Retries allow you to retry a job run if it fails due to temporary errors or conditions. This can be helpful in handling temporary disruptions and improving the overall reliability of your job executions. Consider a scenario where your job communicates with an intermittent service. If the service is unavailable or experiencing issues, retrying the job can increase the likelihood of successful communication.

Another example might involve a job that processes data from an external source. If the source is temporarily unavailable due to maintenance or overload, retries can ensure that the job eventually retrieves the data and proceeds with processing.

By specifying the retries parameter, you can define the maximum number of times the job will be retried before it is marked as failed. The default retry count is 1.

Configuring Retries for Job

Here, we'll explore two different methods of configure retries for your job:

  • Through the User Interface (UI)
  • Using the Python SDK

Through the User Interface (UI)

Using the Python SDK

In your Job deployment code deploy.py, include the following:

from truefoundry.deploy import Build, Job, PythonBuild

job = Job(
  name="iris-train-job",
  image=Build(
    build_spec=PythonBuild(
      command="python train.py",
      requirements_path="requirements.txt",
    )
  ),
+  retries=2,
)
job.deploy(workspace_fqn="...")

Timeouts

Timeouts establish a maximum duration for a job's execution, ensuring that jobs don't get stuck in an infinite loop or consume excessive resources. By specifying the timeout parameter, you can define the maximum time (in seconds) a job is allowed to run regardless of its retry attempts.

For example, if your machine learning training code typically takes 10 minutes (600 seconds) to train, you can set the timeout to around 15-20 minutes or a more appropriate value. This ensures that if the job gets stuck in an infinite loop or takes an unreasonably long time due to some issue, the timeout will terminate it and you don't incur costs indefinitely.

📘

Note:

'timeout will take precedence over the retries(retry limit),

For instance, if you set the timeout to 300 seconds (5 minutes) and retries to 3, the job will terminate after 5 minutes regardless of how many times it attempted to run.

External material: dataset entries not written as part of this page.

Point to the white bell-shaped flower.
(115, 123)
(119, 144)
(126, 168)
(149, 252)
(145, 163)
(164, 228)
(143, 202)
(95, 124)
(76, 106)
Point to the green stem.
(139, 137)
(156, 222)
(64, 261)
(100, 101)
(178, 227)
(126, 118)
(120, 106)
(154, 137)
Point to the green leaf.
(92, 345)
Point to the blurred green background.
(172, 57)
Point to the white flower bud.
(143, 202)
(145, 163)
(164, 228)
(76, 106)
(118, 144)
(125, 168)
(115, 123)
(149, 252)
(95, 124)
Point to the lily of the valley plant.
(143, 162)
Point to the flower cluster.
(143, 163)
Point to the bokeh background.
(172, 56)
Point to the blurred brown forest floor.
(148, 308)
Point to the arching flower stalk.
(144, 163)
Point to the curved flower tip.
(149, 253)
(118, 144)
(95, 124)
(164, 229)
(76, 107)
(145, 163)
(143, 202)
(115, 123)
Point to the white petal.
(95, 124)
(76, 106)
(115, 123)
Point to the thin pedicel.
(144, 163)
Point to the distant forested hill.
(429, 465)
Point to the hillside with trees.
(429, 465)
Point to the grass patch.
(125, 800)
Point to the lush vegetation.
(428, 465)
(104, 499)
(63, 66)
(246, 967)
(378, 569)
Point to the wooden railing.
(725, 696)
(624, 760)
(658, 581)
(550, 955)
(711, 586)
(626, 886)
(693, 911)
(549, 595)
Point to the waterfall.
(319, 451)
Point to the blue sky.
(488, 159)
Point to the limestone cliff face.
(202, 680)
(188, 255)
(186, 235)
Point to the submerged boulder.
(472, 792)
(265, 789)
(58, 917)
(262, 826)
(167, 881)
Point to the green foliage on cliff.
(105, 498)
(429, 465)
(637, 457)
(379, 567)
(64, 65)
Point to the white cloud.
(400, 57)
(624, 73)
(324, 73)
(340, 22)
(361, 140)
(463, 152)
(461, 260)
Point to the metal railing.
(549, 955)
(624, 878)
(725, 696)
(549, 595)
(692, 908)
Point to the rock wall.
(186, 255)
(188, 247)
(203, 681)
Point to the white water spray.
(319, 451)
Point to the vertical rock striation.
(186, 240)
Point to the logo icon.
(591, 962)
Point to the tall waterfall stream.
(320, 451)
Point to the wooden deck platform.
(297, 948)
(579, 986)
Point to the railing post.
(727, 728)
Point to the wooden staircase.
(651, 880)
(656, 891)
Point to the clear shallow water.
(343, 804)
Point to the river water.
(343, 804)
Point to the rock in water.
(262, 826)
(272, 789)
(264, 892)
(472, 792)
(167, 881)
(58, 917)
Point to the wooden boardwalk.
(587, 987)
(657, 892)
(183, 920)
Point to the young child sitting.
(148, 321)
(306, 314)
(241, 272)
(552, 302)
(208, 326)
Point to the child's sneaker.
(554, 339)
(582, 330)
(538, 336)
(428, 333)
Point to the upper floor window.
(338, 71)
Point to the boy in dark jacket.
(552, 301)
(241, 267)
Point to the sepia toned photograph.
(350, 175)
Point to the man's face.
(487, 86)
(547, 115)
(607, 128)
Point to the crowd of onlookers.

Configuring Timeout for Job

Here, we'll explore two different methods of configure timeout for your job:

  • Through the User Interface (UI)
  • Using the Python SDK

Through the User Interface (UI)

Using the Python SDK

In your Job deployment code deploy.py, include the following:

from truefoundry.deploy import Build, Job, PythonBuild

job = Job(
  name="iris-train-job",
  image=Build(
    build_spec=PythonBuild(
      command="python train.py",
      requirements_path="requirements.txt",
    )
  ),
+  timeout=86400, # in seconds
)
job.deploy(workspace_fqn="...")